Some of the works by Karim Adduchi are presented that I only knew from photos when I wrote the Modemuze post 'Ver­bin­den op af­stand: hoe mode daar­op in­speelt'. Like the Social [Distancing] Fabric Project. It is now beautifully displayed in one of rooms and it was for me extra special to see it after reading and writing about it. 
The exhibition has a room on the platform Modemuze. Here I am featured with a reel. The reel I made after visiting the batikworkshop Kamis Batik in Terengganu, Malaysia.
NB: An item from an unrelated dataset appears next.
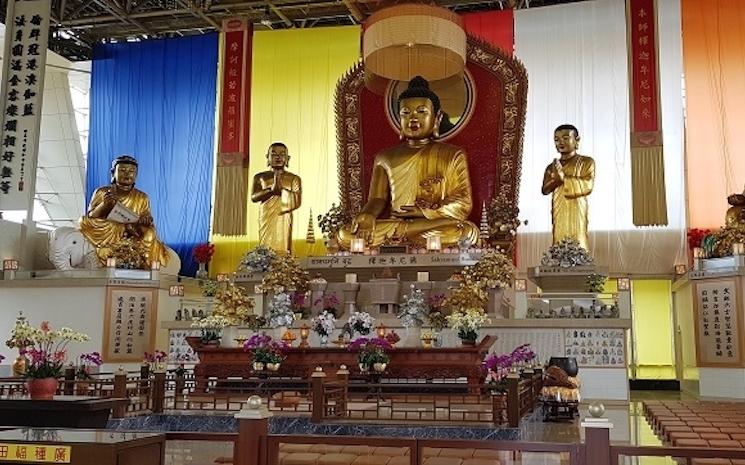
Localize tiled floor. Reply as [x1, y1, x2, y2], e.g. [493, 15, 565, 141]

It is just one of the videos, but like we say in Brabant “wie het kleine niet eert is het grote niet weerd” {if you do not honor the small, you are not worthy of the great}.  I am very proud to be featured in this lovely exhibition that gives the power of craft a stage. 
Go see Continue This Thread ~ it runs till 3 September, Amstel 51 location, in Amsterdam.
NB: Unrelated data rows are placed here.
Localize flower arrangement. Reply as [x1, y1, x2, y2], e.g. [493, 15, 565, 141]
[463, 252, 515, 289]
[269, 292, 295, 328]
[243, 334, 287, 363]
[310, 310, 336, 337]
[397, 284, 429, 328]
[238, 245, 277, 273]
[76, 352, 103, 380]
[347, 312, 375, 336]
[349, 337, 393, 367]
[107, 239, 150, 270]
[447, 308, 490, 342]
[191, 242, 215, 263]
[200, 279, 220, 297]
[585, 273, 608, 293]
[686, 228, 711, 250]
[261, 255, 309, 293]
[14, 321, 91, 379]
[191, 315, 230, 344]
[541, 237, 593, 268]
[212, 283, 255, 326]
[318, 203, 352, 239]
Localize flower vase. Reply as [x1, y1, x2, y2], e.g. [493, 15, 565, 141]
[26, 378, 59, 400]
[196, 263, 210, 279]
When you are at the museum, do visit the exhibition 'De Maasdamme collectie'. This collection of dioramas by Rita Maasdamme (1944–2016) tells about the histories of the former Dutch colonies from the unique perspective of enslaved people, Maroons, and the Indigenous population.

In other news; Wereldmuseum in Rotterdam, Tropenmuseum in Amsterdam, Afrika Museum in Berg en Dal & Museum Volkenkunde in Leiden will all change their names into 'Wereldmuseum', so World museum. A much easier and more open name than Nationaal Museum van Wereldculturen. The official name change will take place after the Summer.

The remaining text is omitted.